PM Netanyahu and Canadian PM Trudeau

PM Benjamin Netanyahu (R) meets with Canadian PM Justin Trudeau in Paris Monday. (Amos Ben Gershom/GPO)

The Canadian prime minister appointed a former president of the Canadian Arab Federation, which had lost government funding for allegedly supporting terror organizations, to a senior foreign ministry position.

Newly elected Canadian Prime Minister Justin Trudeau on Thursday appointed Member of Parliament and senior adviser Omar Alghabra, a former president of the Canadian Arab Federation (CAF), as Parliamentary Secretary to the Minister of Foreign Affairs. The previous Canadian leadership, headed by then-PM Stephen Harper, had banned the CAF from receiving government funding, citing its support of terrorism and anti-Semitism. In 2014, following a CAF appeal, the federal court upheld the government decision.
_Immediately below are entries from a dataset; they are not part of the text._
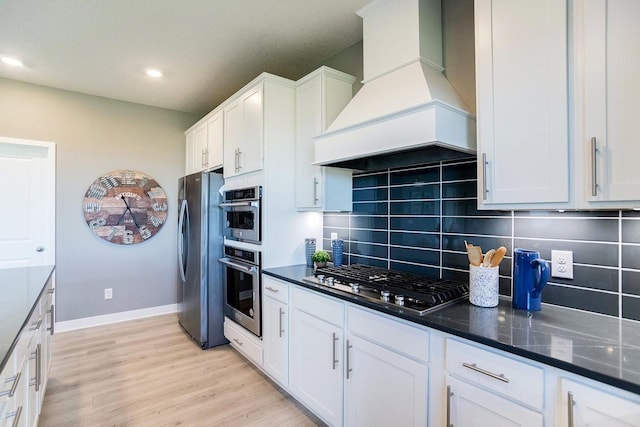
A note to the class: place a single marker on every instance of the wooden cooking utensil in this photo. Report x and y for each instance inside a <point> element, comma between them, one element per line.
<point>497,256</point>
<point>486,262</point>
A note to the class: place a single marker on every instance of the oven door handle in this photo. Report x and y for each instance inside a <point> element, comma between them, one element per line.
<point>248,269</point>
<point>238,204</point>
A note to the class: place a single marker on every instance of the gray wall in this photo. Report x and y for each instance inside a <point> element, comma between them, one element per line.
<point>96,135</point>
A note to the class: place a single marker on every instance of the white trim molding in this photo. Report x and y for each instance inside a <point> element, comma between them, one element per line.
<point>107,319</point>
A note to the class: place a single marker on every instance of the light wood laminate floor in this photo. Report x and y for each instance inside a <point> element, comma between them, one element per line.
<point>147,372</point>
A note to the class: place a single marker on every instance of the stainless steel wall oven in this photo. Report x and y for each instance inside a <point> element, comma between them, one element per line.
<point>242,216</point>
<point>242,287</point>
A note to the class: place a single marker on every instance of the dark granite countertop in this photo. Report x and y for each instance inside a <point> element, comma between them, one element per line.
<point>592,345</point>
<point>20,289</point>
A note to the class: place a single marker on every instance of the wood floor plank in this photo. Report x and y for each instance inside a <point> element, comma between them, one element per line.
<point>148,372</point>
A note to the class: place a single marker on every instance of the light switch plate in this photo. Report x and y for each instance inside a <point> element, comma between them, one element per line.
<point>562,264</point>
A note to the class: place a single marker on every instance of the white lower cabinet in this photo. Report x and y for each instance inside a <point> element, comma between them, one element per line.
<point>472,406</point>
<point>581,405</point>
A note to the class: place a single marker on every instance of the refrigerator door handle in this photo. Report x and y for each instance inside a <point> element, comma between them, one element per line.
<point>184,216</point>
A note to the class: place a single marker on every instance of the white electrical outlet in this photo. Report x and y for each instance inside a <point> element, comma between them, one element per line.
<point>562,264</point>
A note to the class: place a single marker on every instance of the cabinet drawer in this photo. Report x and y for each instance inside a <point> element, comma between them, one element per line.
<point>512,378</point>
<point>243,341</point>
<point>402,338</point>
<point>319,306</point>
<point>275,289</point>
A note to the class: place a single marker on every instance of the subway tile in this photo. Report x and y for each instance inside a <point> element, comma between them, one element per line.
<point>467,208</point>
<point>631,231</point>
<point>430,224</point>
<point>598,302</point>
<point>420,256</point>
<point>368,236</point>
<point>371,222</point>
<point>631,282</point>
<point>412,192</point>
<point>373,208</point>
<point>455,190</point>
<point>418,240</point>
<point>336,221</point>
<point>373,180</point>
<point>370,195</point>
<point>631,308</point>
<point>452,242</point>
<point>472,225</point>
<point>416,176</point>
<point>603,230</point>
<point>368,261</point>
<point>630,256</point>
<point>416,207</point>
<point>583,252</point>
<point>459,171</point>
<point>591,277</point>
<point>416,269</point>
<point>365,249</point>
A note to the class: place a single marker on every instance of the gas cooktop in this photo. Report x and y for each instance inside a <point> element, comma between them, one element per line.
<point>408,292</point>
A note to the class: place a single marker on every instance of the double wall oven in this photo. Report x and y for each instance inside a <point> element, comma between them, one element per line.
<point>242,260</point>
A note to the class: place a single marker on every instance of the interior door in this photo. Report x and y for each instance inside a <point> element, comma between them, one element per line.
<point>27,211</point>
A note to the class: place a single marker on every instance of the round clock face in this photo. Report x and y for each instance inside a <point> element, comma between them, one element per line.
<point>125,207</point>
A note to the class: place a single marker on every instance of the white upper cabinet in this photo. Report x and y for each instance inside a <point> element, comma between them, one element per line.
<point>522,110</point>
<point>320,97</point>
<point>244,133</point>
<point>607,70</point>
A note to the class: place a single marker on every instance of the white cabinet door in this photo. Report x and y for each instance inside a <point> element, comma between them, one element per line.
<point>215,141</point>
<point>521,84</point>
<point>471,406</point>
<point>317,367</point>
<point>243,136</point>
<point>275,339</point>
<point>383,388</point>
<point>593,407</point>
<point>610,35</point>
<point>320,97</point>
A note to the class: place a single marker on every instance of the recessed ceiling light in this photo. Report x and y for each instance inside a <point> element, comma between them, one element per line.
<point>154,73</point>
<point>11,61</point>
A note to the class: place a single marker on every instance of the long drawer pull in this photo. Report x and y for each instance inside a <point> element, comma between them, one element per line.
<point>474,367</point>
<point>14,386</point>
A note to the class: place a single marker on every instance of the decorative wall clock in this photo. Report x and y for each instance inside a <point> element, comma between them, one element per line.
<point>125,207</point>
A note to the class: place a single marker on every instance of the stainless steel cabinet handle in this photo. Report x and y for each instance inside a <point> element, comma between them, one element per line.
<point>449,394</point>
<point>474,367</point>
<point>485,189</point>
<point>315,190</point>
<point>281,314</point>
<point>570,404</point>
<point>16,416</point>
<point>594,175</point>
<point>334,361</point>
<point>349,346</point>
<point>14,386</point>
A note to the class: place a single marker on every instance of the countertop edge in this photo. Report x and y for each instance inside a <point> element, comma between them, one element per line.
<point>556,363</point>
<point>12,347</point>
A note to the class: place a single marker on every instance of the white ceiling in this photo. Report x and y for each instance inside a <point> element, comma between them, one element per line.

In 2009, Jason Kenney, then-Canadian Minister of Citizenship and Immigration, cut CAF’s $1 million in annual tax dollars – meant to be used for support for new immigrants – saying it was because of the organization’s support for Hamas and Hezbollah and citing specific incidents to back his statement.

In the 2014 federal court decision against CAF, Justice Russel Zinn said that the group “appears to support  organizations that Canada has declared to be terrorist organizations and which are arguably anti-Semitic.” In July, the court rejected claims that the government decision was an “abuse of authority” or an attempt to suppress criticism of Israel.
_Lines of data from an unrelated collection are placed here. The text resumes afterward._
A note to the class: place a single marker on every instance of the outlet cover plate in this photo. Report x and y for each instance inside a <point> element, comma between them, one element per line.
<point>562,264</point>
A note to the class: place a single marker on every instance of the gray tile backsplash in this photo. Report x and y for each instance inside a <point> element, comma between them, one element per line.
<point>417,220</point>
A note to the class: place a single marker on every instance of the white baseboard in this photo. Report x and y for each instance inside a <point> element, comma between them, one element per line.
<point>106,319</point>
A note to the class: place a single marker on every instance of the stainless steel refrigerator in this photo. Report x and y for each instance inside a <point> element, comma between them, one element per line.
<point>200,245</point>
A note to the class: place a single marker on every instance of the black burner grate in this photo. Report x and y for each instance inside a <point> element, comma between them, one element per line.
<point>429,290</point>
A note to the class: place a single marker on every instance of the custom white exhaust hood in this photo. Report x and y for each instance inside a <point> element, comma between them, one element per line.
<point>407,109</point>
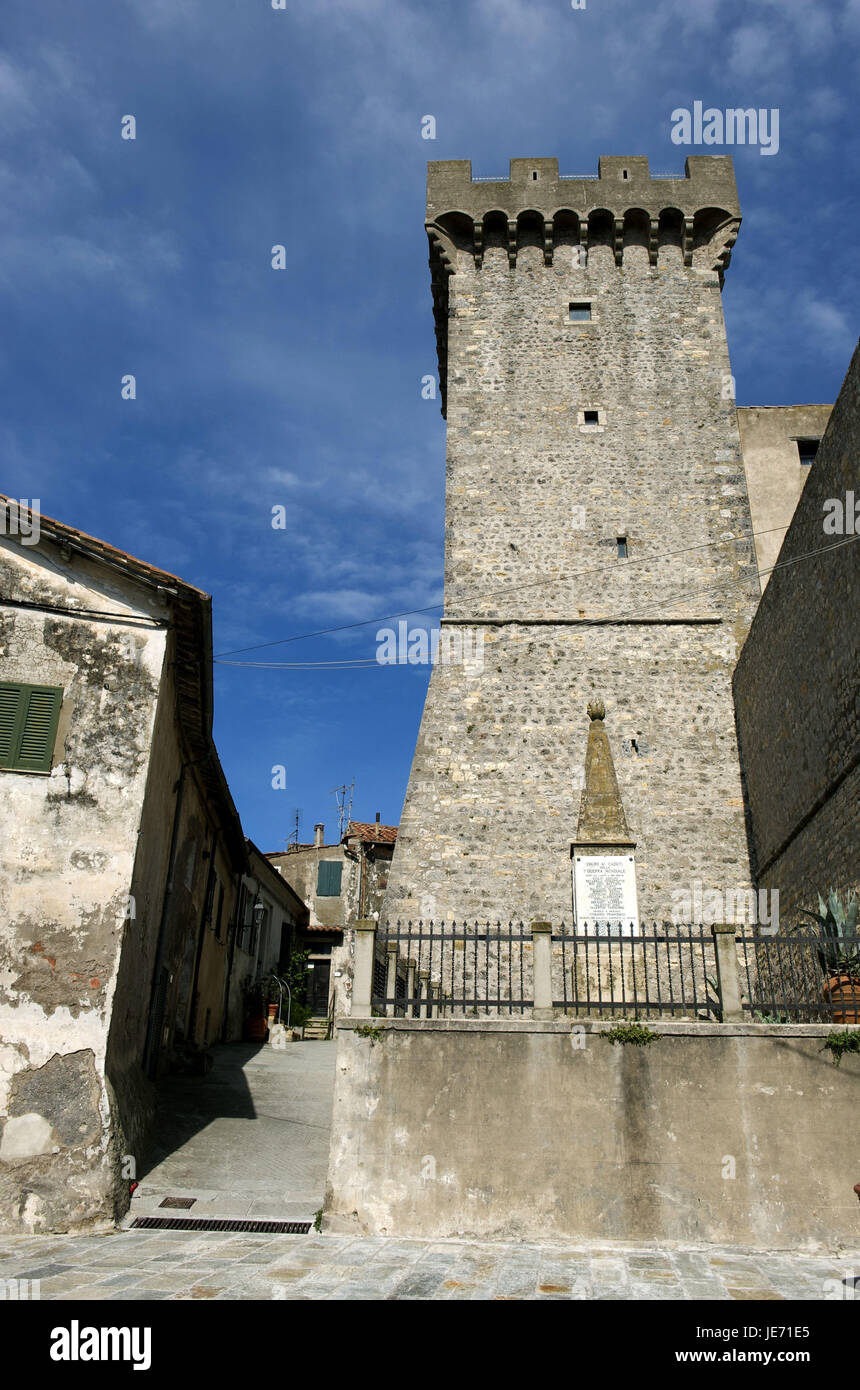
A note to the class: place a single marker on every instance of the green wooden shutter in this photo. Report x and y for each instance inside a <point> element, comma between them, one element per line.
<point>328,879</point>
<point>28,726</point>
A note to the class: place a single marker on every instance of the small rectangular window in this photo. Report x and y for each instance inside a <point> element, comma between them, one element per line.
<point>328,879</point>
<point>807,449</point>
<point>28,726</point>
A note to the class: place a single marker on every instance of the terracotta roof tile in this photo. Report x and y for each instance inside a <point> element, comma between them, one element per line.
<point>373,831</point>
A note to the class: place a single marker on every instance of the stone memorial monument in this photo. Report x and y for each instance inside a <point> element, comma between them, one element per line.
<point>602,855</point>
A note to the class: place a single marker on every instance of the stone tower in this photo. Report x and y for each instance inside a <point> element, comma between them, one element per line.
<point>598,538</point>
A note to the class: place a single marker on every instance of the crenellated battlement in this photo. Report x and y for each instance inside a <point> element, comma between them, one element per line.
<point>624,216</point>
<point>623,185</point>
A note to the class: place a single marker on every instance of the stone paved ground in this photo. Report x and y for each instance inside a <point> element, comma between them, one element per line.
<point>250,1139</point>
<point>153,1265</point>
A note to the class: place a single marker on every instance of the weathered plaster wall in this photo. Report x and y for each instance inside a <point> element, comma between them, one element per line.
<point>798,688</point>
<point>774,473</point>
<point>525,1130</point>
<point>67,851</point>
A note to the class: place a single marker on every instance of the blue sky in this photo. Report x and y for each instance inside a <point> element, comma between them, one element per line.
<point>302,387</point>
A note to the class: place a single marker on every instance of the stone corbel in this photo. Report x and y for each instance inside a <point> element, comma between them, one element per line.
<point>652,241</point>
<point>548,241</point>
<point>688,241</point>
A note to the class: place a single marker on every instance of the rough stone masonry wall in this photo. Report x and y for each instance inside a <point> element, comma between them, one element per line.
<point>725,1133</point>
<point>798,688</point>
<point>67,849</point>
<point>493,792</point>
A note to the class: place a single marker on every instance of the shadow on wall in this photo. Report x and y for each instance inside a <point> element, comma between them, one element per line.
<point>189,1104</point>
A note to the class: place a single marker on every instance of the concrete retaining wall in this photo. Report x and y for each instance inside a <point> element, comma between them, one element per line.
<point>725,1133</point>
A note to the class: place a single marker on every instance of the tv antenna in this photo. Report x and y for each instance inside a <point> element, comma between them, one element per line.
<point>343,797</point>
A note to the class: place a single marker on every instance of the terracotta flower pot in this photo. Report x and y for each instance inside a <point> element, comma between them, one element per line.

“I have been on public record disagreeing with the approach taken by the current administration of the Canadian Arab Federation,” Alghabra had said, according to the National Post. “At the end of the day, it’s government’s prerogative to make decisions on what to fund and what not to fund.”

Kenney noted, however, that although Alghabra was not at the helm of the CAF in 2009, he “criticized my decision to defund CAF.”

Trudeau, who met with Israeli Prime Minister Benjamin Netanyahu on the sidelines of the UN conference on climate change several days ago, said he plans to continue his country’s “very strong relationship with Israel” and to work together on issues of concern to both nations.

In what was described as a warm and friendly meeting, Trudeau said it would be his “pleasure” to visit Israel when the opportunity arises.

“We have many issues to talk about, to discuss, but also many issues to collaborate on. And I look forward to continuing the strong friendship that Canada has shown towards Israel for decades and will continue in ongoing times,” Trudeau said.